Northfield Capital Corporation Acquires Securities of Gatling Exploration Inc.
04 Julio 2019 - 9:51AM
Northfield Capital Corporation (the “Acquirer”) (TSX-V: NFDA)
announces that it has acquired ownership and control of 163,000
common shares (the “Subject Shares”) of Gatling Exploration Inc.
(the “Company”) (TSX-V: GTR), Suite 1680 – 200 Burrard St.,
Vancouver, BC, V6C 3L6 on July 3, 2019, representing approximately
0.3% of all issued and outstanding common shares of the Company as
of such date immediately following such transaction.
Immediately before the transaction described
above, the Acquirer held an aggregate of 4,495,357 common shares of
the Company, representing approximately 9.5% of the issued and
outstanding common shares of the Company. Upon completion of
the transaction described above, the Acquirer owns and controls an
aggregate of 4,658,357 common shares of the Company (the “Owned
Shares”), representing approximately 9.8% of the issued and
outstanding common shares of the Company as of July 3, 2019
immediately following the transaction described above.
Immediately before the transaction described
above, the Acquirer and its joint actor (Robert Cudney) held an
aggregate of 4,620,357 common shares of the Company. Of these
totals, 4,495,357 common shares were held by the Acquirer directly,
and 125,000 common shares were held by its joint actor,
representing approximately 9.7% of the issued and outstanding
common shares of the Company. Upon completion of the
transaction described above, the Acquirer, together with its joint
actor, own and control an aggregate of 4,783,357 common shares of
the Company (of which the 4,658,357 Owned Shares are owned by the
Acquirer directly and 125,000 common shares are owned by its joint
actor), representing approximately 10.1% of the issued and
outstanding common shares of the Company as of July 3, 2019
immediately following the transaction described above.
The Subject Shares were acquired through the
facilities of the stock exchange. The holdings of securities
of the Company by the Acquirer and its joint actor are managed for
investment purposes, and the Acquirer and its joint actor could
increase or decrease their investments in the Company at any time,
or continue to maintain their current investment position,
depending on market conditions or any other relevant factor.
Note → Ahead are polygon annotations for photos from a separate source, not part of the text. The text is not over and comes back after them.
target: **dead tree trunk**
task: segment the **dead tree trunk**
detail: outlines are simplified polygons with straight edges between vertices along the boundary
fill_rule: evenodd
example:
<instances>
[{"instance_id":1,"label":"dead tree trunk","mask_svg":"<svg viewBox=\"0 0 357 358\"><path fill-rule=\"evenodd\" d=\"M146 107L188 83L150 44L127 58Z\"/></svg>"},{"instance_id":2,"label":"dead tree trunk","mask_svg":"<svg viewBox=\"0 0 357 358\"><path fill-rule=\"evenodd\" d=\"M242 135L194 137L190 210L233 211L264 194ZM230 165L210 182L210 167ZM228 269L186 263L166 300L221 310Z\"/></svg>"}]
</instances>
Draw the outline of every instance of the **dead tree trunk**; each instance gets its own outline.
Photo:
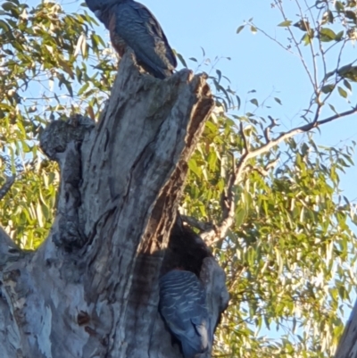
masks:
<instances>
[{"instance_id":1,"label":"dead tree trunk","mask_svg":"<svg viewBox=\"0 0 357 358\"><path fill-rule=\"evenodd\" d=\"M158 314L158 278L175 262L162 265L212 106L203 76L156 79L127 54L98 123L78 116L47 127L41 147L61 167L57 217L35 253L0 232L3 358L181 357ZM217 318L224 274L209 254L195 269Z\"/></svg>"}]
</instances>

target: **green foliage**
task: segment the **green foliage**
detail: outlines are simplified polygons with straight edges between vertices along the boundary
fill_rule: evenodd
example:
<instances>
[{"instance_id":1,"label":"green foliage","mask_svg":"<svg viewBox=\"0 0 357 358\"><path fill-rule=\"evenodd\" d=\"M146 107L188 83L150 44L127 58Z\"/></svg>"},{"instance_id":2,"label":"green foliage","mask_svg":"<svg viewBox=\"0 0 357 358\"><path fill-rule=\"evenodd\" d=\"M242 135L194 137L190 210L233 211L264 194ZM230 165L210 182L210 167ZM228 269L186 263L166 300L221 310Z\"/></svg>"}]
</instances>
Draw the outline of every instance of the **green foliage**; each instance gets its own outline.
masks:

The
aggregate consideration payable for the Subject Shares was
$64,645.00, calculated as an aggregate of 163,000 Subject Shares
acquired at a purchase price of $0.40 per share.
The trade was effected in reliance upon the
exemption contained in Section 2.3 of National Instrument 45-106 on
the basis that the Acquirer is an “accredited investor” as defined
herein.
Additional Information
A copy of the applicable securities report filed
in connection with the matters set forth above may be obtained by
contacting:
Brent Peters – Director and VP Finance141 Adelaide
Street West, Suite 301Toronto, Ontario M5H 3L5tel:
416-628-5901
Neither the TSX Venture Exchange nor its
Regulation Services Provider (as that term is defined in the
policies of the TSX Venture Exchange) accepts responsibility for
the adequacy or accuracy of this release.